Возможно, затем повторил, что самому это слово показалось слишком расплывчатым, неточным, в сторону уводящим. Попытался было собраться и разъяснить, где они коренятся, эти не поддающиеся определению проблемы, в чем? Если и в самом деле отделить их от семейных забот и дрязг на работе. Получилось сбивчиво и все больше про политику. Да что там – только про политику и выходило, а тут рассвет. Потому хлопнул себя Антон Германович ладонями по ляжкам, плеснул в обе стопки, чтобы не пустыми чокаться, прикинул, добавил еще два раза по столько и провозгласил примирительно:

– Да пошло оно все. Давай, брат, за нашу новую жизнь! И пусть их всех.

Тост был хорош, но выпивать больше не стоило, лишнее. Для Ильи Петровича – вне всяких сомнений. Так ведь и начал он намного раньше Антона Германовича. Короче, не достучался до замутненных сознаний важный вопрос.

А КУДА ЭТУ ЖИЗНЬ ПРИСТРАИВАТЬ?

«А куда эту жизнь пристраивать? С этой жизнью что? – в который раз спрашивает себя Антон Германович, и вопрос этот хамским образом гонит прочь приятное воспоминание о посиделках со старым другом, будто на седой одуванчик дунули. – Она, дрянь, цепкая! Сама, по своей воле, никуда не денется. И отодрать – черта лысого отдерешь! А с двумя мне уж точно не сладить, не те годы. Хватка осталась, а сноровка уже не та. Даже пытаться не стоит». А ведь было время, когда Антон Германович и несколькими жизнями жил. Одновременно. И не все были праведными, а некоторые так и вовсе. И ничего, управлялся. Правда, жена Маша временами скандалила, было дело. Но ведь примирилась же, в конце концов, по крайней мере, для видимости. Работа такая, служба. Эти слова изобретены специально для женщин. Толково, надо признать, сработано. Наверное, и Зевс говорил так же Гере, будучи уличенным в неверности. А впрочем, Антон Германович ни разу так тупо, как Зевс, впрямую не попадался, разве что на флирте. Осмотрительность – удел тех, кто не может запустить в расшумевшуюся благоверную молнией.

«Машка у меня – золото».

Антону Германовичу взгрустнулось мельком. Так случается: соринка в глаз залетела, вроде как царапнуло чем-то под веком, а моргнул – и нет ничего, полный порядок. «Хорош уже «мирихлюндии» разводить». Антон Германович дважды глубоко вдыхает и выдыхает, но от его манипуляций с воздухом ветра нет.

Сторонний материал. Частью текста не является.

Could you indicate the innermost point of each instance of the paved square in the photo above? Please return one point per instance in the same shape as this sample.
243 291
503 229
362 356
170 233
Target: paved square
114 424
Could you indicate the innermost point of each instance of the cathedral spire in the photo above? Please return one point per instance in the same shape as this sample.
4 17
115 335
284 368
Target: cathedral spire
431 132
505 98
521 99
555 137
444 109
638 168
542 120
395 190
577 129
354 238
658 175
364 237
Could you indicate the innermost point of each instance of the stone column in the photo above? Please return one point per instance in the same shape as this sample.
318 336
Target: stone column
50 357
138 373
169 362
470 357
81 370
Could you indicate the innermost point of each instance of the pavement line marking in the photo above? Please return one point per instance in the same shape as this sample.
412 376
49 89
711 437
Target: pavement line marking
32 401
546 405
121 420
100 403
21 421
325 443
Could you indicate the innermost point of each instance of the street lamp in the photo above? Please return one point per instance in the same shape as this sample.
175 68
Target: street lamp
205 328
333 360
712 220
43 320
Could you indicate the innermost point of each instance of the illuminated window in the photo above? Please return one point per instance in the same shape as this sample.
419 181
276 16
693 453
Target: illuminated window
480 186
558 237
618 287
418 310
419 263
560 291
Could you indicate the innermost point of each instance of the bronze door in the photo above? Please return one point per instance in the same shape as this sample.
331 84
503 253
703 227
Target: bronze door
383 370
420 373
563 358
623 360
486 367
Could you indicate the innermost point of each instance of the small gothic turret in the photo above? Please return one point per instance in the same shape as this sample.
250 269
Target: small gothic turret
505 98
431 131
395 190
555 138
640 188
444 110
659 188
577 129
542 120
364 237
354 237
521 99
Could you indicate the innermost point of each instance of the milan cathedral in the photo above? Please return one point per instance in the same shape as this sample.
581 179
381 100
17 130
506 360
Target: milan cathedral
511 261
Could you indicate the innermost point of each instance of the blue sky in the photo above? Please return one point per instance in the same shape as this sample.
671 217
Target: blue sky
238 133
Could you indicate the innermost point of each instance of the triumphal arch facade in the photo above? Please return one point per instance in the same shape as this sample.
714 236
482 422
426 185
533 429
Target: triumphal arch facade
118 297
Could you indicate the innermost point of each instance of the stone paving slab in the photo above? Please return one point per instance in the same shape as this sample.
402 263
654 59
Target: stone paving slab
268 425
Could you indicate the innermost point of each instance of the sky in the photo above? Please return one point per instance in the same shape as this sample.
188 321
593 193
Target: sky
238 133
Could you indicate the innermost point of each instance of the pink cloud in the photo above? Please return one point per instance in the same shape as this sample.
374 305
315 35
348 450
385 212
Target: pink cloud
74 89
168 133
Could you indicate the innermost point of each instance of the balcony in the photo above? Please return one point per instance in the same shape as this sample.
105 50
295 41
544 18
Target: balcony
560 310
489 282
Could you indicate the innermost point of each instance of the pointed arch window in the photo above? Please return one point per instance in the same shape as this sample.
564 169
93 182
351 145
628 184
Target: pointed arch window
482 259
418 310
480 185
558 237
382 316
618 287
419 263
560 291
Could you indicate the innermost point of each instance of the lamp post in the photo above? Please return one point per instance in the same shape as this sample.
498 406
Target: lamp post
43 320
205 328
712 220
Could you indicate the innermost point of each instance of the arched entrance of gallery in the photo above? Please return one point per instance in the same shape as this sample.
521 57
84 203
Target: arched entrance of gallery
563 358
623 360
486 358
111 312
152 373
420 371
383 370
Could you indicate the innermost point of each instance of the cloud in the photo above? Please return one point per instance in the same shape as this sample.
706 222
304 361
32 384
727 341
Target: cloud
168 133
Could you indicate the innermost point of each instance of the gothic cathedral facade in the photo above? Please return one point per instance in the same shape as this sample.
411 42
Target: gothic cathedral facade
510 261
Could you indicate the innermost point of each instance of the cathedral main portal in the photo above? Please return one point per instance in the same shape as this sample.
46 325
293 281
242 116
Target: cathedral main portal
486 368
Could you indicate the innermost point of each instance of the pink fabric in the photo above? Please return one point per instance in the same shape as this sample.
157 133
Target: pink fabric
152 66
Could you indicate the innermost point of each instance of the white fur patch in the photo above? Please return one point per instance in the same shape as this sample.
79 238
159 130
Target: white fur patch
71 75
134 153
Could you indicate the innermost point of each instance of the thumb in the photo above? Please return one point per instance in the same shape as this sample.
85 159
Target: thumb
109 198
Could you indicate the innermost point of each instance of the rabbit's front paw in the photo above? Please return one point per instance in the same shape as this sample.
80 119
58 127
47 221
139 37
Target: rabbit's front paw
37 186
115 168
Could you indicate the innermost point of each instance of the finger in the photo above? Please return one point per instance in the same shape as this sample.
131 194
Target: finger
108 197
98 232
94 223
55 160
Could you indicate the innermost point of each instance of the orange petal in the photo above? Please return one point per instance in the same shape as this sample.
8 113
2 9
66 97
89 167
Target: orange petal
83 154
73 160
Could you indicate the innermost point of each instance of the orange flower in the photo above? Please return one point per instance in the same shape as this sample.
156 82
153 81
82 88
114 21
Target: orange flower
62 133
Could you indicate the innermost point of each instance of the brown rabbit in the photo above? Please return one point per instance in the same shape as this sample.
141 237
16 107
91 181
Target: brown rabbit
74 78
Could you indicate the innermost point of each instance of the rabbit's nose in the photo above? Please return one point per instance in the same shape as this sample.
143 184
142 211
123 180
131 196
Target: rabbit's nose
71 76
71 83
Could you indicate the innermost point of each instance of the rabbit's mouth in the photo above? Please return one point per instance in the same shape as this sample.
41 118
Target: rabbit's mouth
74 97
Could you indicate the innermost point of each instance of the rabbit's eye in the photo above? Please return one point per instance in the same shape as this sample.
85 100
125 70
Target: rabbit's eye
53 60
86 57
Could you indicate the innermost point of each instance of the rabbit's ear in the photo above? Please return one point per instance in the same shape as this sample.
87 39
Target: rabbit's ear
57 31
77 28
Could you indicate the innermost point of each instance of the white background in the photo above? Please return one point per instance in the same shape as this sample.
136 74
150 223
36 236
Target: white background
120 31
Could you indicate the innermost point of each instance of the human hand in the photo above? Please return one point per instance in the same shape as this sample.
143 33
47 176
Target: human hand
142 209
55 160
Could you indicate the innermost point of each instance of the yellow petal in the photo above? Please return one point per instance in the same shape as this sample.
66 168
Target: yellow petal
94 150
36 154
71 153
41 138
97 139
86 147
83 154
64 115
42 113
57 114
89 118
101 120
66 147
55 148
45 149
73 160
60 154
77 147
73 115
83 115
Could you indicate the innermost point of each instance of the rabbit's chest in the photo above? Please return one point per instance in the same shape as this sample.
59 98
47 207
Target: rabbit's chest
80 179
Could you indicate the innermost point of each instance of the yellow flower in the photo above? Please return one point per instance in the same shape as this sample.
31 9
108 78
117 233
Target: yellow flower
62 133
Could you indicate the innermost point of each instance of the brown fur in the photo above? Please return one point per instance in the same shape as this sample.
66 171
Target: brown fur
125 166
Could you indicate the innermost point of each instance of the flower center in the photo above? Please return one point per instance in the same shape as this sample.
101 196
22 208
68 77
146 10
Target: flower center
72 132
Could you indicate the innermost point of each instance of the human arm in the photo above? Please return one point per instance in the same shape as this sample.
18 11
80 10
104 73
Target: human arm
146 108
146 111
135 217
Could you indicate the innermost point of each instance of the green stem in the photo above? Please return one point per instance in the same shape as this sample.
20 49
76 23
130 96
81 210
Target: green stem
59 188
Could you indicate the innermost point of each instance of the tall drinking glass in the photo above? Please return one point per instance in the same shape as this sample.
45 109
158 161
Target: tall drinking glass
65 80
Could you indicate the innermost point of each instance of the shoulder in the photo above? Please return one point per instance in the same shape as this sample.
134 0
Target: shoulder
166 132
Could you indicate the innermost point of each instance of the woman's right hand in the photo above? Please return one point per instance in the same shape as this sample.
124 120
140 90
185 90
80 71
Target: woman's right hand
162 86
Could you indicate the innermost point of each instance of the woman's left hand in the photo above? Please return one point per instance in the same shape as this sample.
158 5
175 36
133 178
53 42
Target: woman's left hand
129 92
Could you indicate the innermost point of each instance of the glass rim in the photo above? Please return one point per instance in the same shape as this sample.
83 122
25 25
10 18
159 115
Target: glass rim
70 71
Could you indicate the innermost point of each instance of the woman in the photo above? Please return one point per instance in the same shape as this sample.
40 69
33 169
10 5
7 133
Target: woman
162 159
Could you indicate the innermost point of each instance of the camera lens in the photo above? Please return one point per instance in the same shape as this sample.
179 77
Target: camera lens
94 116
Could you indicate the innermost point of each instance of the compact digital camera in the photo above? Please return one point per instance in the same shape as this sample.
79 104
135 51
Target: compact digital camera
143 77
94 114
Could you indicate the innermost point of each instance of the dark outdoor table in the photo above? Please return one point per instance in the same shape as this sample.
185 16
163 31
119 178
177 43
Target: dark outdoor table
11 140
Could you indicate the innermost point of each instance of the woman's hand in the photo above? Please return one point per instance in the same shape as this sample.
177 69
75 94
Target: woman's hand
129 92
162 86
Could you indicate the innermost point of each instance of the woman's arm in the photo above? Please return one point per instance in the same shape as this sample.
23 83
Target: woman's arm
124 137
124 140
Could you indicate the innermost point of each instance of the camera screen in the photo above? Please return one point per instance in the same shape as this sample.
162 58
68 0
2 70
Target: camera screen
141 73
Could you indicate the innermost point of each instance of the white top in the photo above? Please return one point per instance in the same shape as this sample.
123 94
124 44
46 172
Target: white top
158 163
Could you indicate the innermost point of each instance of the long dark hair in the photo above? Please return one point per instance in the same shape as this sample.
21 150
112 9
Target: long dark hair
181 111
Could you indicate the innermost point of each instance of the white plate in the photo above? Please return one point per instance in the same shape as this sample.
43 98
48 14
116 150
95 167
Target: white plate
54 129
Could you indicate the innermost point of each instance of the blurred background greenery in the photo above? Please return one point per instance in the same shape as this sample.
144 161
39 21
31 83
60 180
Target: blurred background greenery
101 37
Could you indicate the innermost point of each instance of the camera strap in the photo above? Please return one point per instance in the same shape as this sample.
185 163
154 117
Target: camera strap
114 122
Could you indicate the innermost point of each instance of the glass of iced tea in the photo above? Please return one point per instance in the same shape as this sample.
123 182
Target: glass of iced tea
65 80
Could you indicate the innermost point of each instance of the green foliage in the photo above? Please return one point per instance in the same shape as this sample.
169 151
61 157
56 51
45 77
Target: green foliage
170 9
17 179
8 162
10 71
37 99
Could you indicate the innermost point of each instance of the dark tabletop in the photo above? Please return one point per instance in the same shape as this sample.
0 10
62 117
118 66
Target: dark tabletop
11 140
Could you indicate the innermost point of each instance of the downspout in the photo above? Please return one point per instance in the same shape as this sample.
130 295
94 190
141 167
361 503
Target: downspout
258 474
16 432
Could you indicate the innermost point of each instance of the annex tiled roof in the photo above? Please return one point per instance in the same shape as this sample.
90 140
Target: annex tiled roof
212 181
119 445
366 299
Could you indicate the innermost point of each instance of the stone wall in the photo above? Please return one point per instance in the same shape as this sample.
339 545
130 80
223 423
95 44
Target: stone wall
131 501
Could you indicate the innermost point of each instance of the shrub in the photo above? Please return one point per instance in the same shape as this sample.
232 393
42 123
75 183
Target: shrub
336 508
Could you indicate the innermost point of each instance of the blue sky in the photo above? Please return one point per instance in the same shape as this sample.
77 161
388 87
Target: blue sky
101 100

«Все же новая жизнь – это чертовски заманчиво. Взять и начать с ближайшего понедельника!» – дразнит он себя, отдавая дань давнишней и всеобщей традиции, еще детской, от начала и до конца наивной, как, впрочем, и само детство. Последнее умозаключение добавляет его размышлениям немного горчинки-жалости, совсем чуть-чуть. Кто переживал такое – наверняка поймет, о чем это.

«С понедельника, – повторяет он почти бездумно. – Понедельник – это завтра. Чудной день».

Не день, а помойка

Не день, а помойка – эти понедельники. Чего мы только на них ни сваливаем – и тяжелые они, и дети, найденные по понедельникам на прополке капустных грядок – заведомо неудачники, а машины, собранные в этот день, вообще нельзя покупать. Однако кому-то же достаются и эти дети, и эти машины. Одного этого понимания должно быть достаточно всей остальной, не задетой понедельниками части человечества, чтобы почувствовать себя избранными и счастливыми. Или нет?